Robert Vermeire was niet voor één sportgat te vangen. Hij was ook een begenadigd boogschieter en dat zowel op de staande (zomer) als op de liggende wip (winter). Hij werd zevenmaal als Sire geïnaugureerd. Vermeire was een man van de natuur, een toonbeeld ook van sportiviteit. Voor de weg vond hij zichzelf ongeschikt omdat hij niet in het wiel kon rijden. Maar hij bleek wel een uitmuntende loper.
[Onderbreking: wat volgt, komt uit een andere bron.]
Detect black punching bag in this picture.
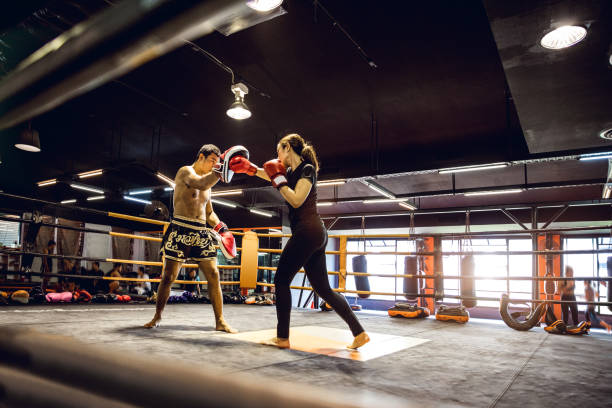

Die kwaliteit speelde hij volop uit toen hij aan een carrière als veldrijder begon, op omlopen waarop er veel meer moest gelopen worden dan nu. Toen Vermeire in 1977 in het Duitse Hannover voor de vijfde keer wereldkampioen werd, waren zijn rondetijden zelfs beter dan die van de Zwitser Albert Zweifel, die de dag nadien bij de profs de regenboogtrui veroverde. Vermeire teerde vooral op wilskracht. Hij vond dat hij over een minimum aan klasse beschikte. Dat compenseerde hij door zijn trainingsijver, door zijn vermogen om af te zien. Zo reed Vermeire als junior eens een wegwedstrijd om zijn weerstand te verhogen. Na één kilometer lag hij 300 meter achter, maar hij reed moederziel alleen de koers uit. Vloekend en tierend. Vermeire koerste tot zijn 42e en won 247 wedstrijden. Nooit deed hij daar snoeverig over.

75 jaar

Vandaag is Robert Vermeire, die ook nog een tijdje bondscoach was, 75 jaar. Hij volgt het veldrijden nog op de voet. En zal dit weekend allicht weer langs het parcours staan. Vermeire wordt jammer genoeg al te vaak veronachtzaamd wanneer men het over de voornaamste coryfeeën van de cross heeft.